2204 Views 5 Replies Latest reply: Nov 20, 2009 12:14 PM by Done that
From an iPhone standpoint, I'm not sure what you mean by rebooting but try resetting (not restarting) your iPhone by pressing the home and sleep buttons until you see the Apple logo, ignoring the slider. Takes about 5-15 secs of button holding and you won't lose any data or settings.
This will clear your memory, including the offending app, if there is one.
I think you've self-diagnosed the problem (updated app causing drain) correctly, and the fix is a reset (hold power+home for 10-15 seconds BEYOND the "swipe to power off" prompt and the phone will hard power off) to clear memory.
HOWEVER, I've observed wierd *battery gauge* behaviour (as opposed to battery behaviour) where the drop in reported percentage is most non-linear but the actual battery life still meets expectations. It might be worth doing a couple of full-charge to fully-empty (iPhone powers itself off) cycles to allow the power monitoring gubbins to sort itself out....
The biggest mistake is to ascribe this issue to the 'reset the phone and it will go away' solution...
Read around the forums.
Lots of people are experiencing 'sudden excessive battery usage'... the mistake most are making is in assuming that this means that the battery is crappy, or that there's a mere glitch in the OS...
You need to start identifying common characteristics of this problem, and if you don't have it already I strongly suggest you get System Activity Monitor installed on your iPhone.
The 'battery drain' you refer to is, I will bet money, associated with a cycle of sudden bursts of CPU activity on your iPhone which indicates that the phone has entered a loop of spurious activity. If you have System Activity Monitor, you'll be able to pull up a CPU meter and see this activity. The CPU spiking eventually leads to the phone getting warm to the touch, and will continue until either you stop it, reset the phone, or the battery runs out, and it will be identifiable by the 'sudden excessive' draining of the battery. 'Stopping it' is dependent upon actually being able to identify the root of the problem and controlling or fixing the issue, which is what we're all trying to do. Resetting the iPhone works every time, but for how long is another issue... I've seen the problem recur consistently between 2-4 minutes after the restart of the iPhone. You'll usually find that switching wifi off on the iPhone will cure the CPU bursting problem, but actually it only masks the issue, and the 'bursts' of CPU activity appear to be associated with network activity which simply switches from WIFI network to the 2G/3G data networks when wifi is turned off, which in some cases will drain your battery even faster, even though the CPU usage has dropped a great deal.
We need to establish some points of commonality...
Are you using wifi with the iPhone, presumably running a wireless router/wireless network at home?

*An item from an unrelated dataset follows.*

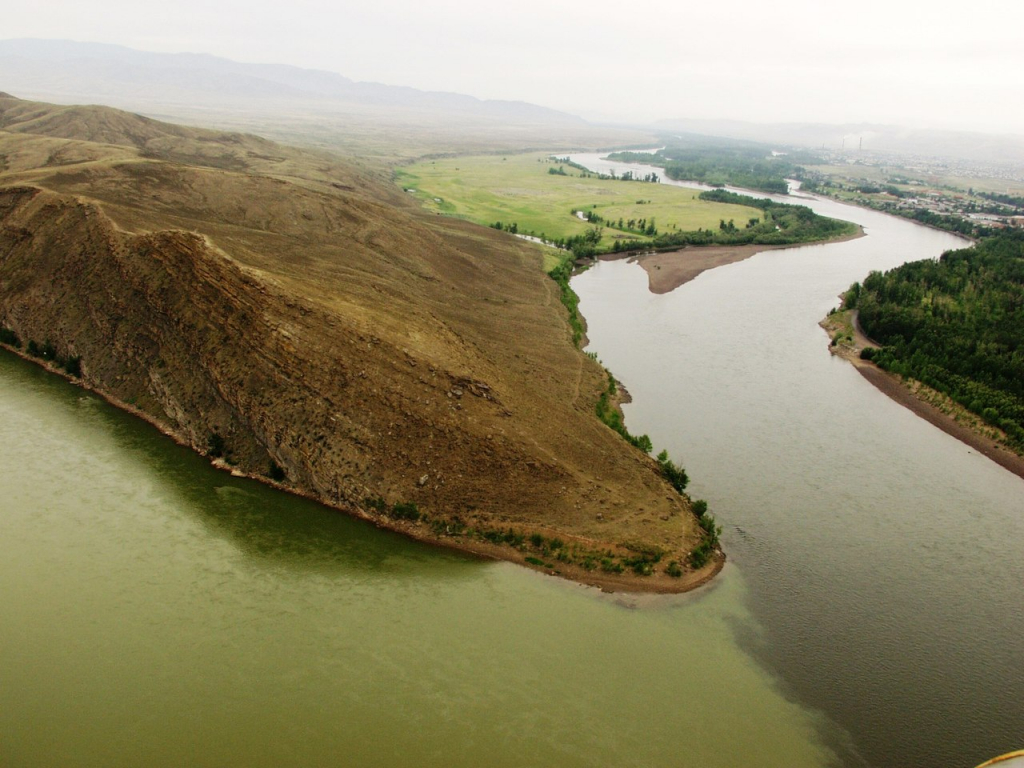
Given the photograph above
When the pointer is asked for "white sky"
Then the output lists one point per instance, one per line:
(916, 62)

Do you see the CPU usage bursting to 100% (excessive) continually while you see this 'battery drain' (you'll need System Activity Monitor for this bit)

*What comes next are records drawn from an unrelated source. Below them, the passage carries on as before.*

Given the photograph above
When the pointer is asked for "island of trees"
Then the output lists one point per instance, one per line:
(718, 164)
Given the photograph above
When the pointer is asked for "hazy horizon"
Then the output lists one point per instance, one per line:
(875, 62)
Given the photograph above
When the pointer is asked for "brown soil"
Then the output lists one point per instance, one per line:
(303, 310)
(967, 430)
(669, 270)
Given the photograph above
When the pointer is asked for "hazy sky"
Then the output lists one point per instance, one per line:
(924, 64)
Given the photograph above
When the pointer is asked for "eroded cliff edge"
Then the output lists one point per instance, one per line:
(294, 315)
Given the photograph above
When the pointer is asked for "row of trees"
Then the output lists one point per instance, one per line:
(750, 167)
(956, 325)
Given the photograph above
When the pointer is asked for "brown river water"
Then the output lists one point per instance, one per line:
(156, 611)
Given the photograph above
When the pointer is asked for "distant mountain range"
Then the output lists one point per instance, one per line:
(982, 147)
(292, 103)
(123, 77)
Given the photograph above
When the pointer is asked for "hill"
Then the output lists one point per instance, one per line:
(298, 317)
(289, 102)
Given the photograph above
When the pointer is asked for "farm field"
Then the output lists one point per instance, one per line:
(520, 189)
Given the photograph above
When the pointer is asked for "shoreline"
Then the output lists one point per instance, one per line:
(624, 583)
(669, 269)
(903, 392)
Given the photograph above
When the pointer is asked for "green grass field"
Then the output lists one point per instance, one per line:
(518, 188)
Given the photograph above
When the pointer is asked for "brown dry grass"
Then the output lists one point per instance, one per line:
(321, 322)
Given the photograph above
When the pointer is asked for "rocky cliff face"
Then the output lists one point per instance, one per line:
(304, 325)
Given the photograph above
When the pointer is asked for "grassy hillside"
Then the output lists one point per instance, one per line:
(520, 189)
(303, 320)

Does the CPU usage drop dramatically when you switch off wifi?
Are you using the Calendar application?
Do you use Calendar to synchronise calendar/contact data with some kind of server somewhere?
If so, which platform are you synchronising with? Exchange? Gmail? MobileMe? etc. etc.
If you use the Calendar application, do you notice that in the top of the screen, next to the wifi signal icon, there is a spinny 'loading' reminder type icon, and do you see it light up about 4-6 seconds after you open Calendar with wifi connected? Does the disc spin once and go away, or spin and then keep reappearing and spinning again like it is stuck in a loop? If you see this, then switch to system activity monitor and check the CPU usage. You'll probably find that the CPU usage is spiking again. It does appear that Calendar, particularly in a synchronisation scenario, may be the trigger. If you don't use Calendar at all, we need to know, because it means we're looking for a trigger elsewhere or as well as Calendar. Calendar issues may, after all, just be a symptom. It could be a wifi issue with the iPhone.
If we can start to compile some solid answers to these issues and compare notes/incident characteristics, maybe we can lead Apple by the hand to a serious solution.